Dallin H. Oaks, an Apostle of The Church of Jesus Christ of Latter-day Saints, in an address during the General Conference of the Church, reported on the use of tithing funds:
“The Lord has directed by revelation that the expenditure of his tithes will be directed by his servants, the First Presidency, the Quorum of the Twelve, and the Presiding Bishopric (see D&C 120). Those funds are spent to build and maintain temples and houses of worship, to conduct our worldwide missionary work, to translate and publish scriptures, to provide resources to redeem the dead, to fund religious education, and to support other Church purposes selected by the designated servants of the Lord.”
Perhaps one of the most visible uses of those funds is for humanitarian service.
Humanitarian service—reaching out to the world at large in times of need— whether it be natural disasters such as the recent tsunami in Japan, helping children with medical problems, or providing wheelchairs, clean water, neonatal resuscitation training, and vision care in poorer countries, is a priority for the Church.
Wherever there is a major natural disaster, supplies are shipped out from Salt Lake City. Working with local leaders and other relief organizations, Church members in the area don yellow t-shirts bearing the “Helping Hands” logo and get to work.

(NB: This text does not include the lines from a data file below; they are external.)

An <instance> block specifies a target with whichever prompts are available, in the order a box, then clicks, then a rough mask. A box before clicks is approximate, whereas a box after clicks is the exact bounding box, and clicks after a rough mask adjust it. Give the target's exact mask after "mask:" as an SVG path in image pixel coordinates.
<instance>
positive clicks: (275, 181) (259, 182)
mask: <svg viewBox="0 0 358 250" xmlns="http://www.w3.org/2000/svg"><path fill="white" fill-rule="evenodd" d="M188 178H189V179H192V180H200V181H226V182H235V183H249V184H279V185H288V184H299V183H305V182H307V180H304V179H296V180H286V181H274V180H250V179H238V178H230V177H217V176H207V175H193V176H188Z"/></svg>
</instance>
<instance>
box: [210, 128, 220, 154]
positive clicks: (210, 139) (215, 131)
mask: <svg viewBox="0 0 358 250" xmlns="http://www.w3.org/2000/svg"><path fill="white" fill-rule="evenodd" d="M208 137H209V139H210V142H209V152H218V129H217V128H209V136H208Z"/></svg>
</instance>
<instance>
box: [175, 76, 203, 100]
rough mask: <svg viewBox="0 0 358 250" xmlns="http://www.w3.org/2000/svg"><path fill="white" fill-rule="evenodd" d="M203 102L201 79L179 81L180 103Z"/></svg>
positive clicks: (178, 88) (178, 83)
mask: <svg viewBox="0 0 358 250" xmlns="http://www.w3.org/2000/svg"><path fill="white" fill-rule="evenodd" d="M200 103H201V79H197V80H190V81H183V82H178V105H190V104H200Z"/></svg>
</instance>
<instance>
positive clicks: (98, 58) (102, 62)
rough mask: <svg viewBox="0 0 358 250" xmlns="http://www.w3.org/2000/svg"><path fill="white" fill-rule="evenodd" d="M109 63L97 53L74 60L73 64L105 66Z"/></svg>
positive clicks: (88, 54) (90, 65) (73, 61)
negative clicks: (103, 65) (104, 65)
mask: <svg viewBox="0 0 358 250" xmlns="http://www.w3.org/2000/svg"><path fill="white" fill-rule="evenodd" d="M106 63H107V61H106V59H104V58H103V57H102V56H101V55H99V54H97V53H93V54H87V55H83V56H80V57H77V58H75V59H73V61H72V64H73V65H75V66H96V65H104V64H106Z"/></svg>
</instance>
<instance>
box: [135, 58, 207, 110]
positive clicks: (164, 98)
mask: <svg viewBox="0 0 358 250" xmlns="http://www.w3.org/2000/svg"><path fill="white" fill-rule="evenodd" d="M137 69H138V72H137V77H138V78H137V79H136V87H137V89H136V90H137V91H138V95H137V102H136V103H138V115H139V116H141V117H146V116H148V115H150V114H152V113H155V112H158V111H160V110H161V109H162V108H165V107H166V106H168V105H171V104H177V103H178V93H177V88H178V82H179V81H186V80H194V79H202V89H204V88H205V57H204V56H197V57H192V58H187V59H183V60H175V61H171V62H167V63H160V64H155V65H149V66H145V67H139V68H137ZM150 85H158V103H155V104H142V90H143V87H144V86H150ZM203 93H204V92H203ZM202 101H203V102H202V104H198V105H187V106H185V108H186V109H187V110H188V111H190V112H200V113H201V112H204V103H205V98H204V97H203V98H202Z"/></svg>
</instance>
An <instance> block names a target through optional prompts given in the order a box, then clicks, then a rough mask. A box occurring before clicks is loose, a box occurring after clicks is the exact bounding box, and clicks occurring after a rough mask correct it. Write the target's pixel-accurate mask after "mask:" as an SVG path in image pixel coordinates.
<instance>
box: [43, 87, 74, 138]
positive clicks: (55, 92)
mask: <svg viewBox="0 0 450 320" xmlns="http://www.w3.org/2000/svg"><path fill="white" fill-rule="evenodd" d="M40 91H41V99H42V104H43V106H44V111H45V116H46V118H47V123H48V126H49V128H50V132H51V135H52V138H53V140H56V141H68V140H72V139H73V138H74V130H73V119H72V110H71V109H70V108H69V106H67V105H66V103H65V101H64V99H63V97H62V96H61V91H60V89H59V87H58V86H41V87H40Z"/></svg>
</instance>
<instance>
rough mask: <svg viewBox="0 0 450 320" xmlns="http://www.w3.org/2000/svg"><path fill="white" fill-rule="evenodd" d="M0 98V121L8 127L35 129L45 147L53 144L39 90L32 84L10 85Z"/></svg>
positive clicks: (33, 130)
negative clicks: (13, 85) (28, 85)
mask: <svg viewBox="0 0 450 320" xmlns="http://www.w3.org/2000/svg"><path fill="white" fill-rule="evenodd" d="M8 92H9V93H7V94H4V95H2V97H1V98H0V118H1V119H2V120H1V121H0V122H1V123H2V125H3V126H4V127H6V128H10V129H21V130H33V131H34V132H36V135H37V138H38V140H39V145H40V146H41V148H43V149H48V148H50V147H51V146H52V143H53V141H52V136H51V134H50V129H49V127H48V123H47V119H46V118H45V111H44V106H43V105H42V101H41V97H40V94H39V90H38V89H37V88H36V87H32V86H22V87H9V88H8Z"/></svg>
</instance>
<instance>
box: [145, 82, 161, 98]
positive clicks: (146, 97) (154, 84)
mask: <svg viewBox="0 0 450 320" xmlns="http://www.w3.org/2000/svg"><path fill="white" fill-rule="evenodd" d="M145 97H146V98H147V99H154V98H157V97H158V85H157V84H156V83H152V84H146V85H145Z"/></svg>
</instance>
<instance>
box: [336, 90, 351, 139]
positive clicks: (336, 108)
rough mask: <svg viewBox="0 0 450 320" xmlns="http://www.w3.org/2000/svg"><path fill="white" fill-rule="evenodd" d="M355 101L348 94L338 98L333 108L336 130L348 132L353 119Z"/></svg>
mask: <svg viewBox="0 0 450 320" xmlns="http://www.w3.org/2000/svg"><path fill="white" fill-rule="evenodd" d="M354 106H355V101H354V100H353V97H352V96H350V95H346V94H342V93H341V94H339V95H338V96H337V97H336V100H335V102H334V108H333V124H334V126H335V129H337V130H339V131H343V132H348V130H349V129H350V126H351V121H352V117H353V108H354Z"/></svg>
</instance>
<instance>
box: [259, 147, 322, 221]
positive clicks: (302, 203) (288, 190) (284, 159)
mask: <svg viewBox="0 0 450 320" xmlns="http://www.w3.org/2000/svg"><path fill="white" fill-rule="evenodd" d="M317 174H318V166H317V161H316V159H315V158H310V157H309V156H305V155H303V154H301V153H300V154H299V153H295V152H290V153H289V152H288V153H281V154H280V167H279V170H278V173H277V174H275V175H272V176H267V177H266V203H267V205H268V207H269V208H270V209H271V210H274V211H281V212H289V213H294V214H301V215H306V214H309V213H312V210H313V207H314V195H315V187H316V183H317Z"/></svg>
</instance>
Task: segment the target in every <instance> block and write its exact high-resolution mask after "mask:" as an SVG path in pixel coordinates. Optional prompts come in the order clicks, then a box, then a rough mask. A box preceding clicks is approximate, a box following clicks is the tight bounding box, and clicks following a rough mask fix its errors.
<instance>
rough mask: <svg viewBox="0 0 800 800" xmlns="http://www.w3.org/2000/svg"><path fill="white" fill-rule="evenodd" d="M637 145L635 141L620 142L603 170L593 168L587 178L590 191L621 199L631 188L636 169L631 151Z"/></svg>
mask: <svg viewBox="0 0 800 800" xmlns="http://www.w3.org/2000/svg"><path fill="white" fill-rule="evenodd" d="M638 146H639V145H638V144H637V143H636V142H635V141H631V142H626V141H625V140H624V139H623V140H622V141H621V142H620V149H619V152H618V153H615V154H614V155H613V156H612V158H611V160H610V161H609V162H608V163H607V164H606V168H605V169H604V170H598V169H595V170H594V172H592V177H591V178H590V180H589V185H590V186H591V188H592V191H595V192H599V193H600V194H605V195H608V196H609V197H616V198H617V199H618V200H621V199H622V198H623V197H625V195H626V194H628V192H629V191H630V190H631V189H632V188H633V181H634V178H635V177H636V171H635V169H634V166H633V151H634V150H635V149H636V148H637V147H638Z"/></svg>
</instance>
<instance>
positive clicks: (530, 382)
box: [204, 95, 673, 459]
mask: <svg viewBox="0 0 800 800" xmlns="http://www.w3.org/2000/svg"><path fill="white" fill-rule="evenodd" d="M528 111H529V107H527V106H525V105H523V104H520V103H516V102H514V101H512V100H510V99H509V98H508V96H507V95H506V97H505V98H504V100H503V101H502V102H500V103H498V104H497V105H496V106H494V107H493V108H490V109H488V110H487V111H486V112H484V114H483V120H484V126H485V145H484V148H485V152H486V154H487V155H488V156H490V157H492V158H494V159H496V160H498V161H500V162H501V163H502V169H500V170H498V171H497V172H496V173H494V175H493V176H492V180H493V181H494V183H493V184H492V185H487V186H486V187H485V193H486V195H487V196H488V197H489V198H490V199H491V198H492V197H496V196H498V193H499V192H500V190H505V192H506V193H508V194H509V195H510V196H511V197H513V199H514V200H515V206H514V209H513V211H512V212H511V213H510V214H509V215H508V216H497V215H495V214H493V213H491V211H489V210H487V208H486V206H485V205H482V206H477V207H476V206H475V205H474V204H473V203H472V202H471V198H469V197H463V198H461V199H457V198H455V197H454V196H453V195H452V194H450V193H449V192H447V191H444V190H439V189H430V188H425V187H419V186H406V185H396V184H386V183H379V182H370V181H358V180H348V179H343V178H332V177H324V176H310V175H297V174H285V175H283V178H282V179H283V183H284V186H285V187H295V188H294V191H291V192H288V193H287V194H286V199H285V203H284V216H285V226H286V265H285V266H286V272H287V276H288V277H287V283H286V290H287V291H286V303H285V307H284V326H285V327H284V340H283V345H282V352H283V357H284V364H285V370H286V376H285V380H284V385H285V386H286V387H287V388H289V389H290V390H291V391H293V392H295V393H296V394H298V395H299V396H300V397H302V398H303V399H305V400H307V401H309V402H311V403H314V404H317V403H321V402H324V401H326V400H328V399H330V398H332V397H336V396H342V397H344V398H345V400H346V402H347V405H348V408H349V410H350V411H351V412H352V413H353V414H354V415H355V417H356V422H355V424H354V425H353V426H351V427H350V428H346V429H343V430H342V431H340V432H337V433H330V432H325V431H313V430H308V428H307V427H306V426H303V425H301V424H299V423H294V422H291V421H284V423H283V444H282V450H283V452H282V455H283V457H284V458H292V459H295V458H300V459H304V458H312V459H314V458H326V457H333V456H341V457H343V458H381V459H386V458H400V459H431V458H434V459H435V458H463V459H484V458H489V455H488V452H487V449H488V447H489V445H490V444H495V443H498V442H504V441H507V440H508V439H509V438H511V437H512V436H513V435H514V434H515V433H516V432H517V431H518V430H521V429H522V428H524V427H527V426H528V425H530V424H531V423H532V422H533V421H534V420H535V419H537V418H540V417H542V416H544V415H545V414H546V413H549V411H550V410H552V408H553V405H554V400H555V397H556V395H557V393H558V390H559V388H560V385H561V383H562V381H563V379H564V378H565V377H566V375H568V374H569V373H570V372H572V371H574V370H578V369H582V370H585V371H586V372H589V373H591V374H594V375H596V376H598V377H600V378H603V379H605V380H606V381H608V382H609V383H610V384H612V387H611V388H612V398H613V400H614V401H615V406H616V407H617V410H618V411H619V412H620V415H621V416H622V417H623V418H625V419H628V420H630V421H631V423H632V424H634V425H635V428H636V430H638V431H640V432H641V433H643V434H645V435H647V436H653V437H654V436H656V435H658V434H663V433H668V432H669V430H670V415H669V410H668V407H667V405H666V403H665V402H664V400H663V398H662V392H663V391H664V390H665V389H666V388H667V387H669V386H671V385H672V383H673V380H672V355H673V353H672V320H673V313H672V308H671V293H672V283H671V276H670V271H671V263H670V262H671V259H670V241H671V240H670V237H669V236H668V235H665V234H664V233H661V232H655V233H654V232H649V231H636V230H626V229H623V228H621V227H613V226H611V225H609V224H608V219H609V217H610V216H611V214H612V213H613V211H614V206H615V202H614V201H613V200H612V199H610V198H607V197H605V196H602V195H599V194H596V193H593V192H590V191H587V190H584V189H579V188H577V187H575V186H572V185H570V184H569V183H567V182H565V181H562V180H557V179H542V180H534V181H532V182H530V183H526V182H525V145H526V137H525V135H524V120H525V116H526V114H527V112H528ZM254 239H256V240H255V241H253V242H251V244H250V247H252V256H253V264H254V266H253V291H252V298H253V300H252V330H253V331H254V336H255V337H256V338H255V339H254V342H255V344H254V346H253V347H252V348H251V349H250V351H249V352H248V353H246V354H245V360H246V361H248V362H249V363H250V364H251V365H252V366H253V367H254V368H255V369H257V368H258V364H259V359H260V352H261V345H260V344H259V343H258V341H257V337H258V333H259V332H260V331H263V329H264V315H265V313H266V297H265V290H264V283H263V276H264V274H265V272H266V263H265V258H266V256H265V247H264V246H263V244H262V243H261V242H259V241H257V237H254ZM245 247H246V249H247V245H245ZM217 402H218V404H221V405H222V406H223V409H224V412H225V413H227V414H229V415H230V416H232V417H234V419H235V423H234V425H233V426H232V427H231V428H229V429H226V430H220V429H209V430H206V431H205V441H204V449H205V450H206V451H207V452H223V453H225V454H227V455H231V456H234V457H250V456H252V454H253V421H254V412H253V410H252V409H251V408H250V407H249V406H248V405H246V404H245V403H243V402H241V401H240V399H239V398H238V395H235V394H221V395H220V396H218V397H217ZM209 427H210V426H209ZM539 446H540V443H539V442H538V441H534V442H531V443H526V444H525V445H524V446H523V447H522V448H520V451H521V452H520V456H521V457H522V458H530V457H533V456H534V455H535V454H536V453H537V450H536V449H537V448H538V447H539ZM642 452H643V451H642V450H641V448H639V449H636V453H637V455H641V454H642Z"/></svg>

In December 2004, a tsunami hit Indonesia. Elder Boyd K. Packer, President of the Quorum of Twelve Apostles gave an account of the Church’s effort to help in that disasters,
“They first asked for 20,000 body bags. We located them in China and had them air-freighted to Jakarta. Not long after that, they asked for 30,000 more. Shortly thereafter, Elder David A. Bednar of the Quorum of the Twelve, Dr. Gerrit Gong of Brigham Young University, and I traveled to Jakarta and then on to Banda Aceh which is on the north end of the island of Sumatra, vulnerable to the open ocean. We witnessed scenes words cannot describe. Over 200,000 were dead, families broken and dislocated, homes washed away. We saw one cemetery where 40,000 bodies had been buried. . . .The First Presidency called a special fast for funds to aid the victims of the tsunami. The money flowed in—several million dollars. Part of our purpose in traveling to Indonesia was to review the significant Church humanitarian relief to those hardest hit. The assistance began flowing immediately.”
This is just one example of the many ongoing humanitarian service initiatives that are partly funding by tithing and partly by other contributions from members of The Church of Jesus Christ of Latter-day Saints.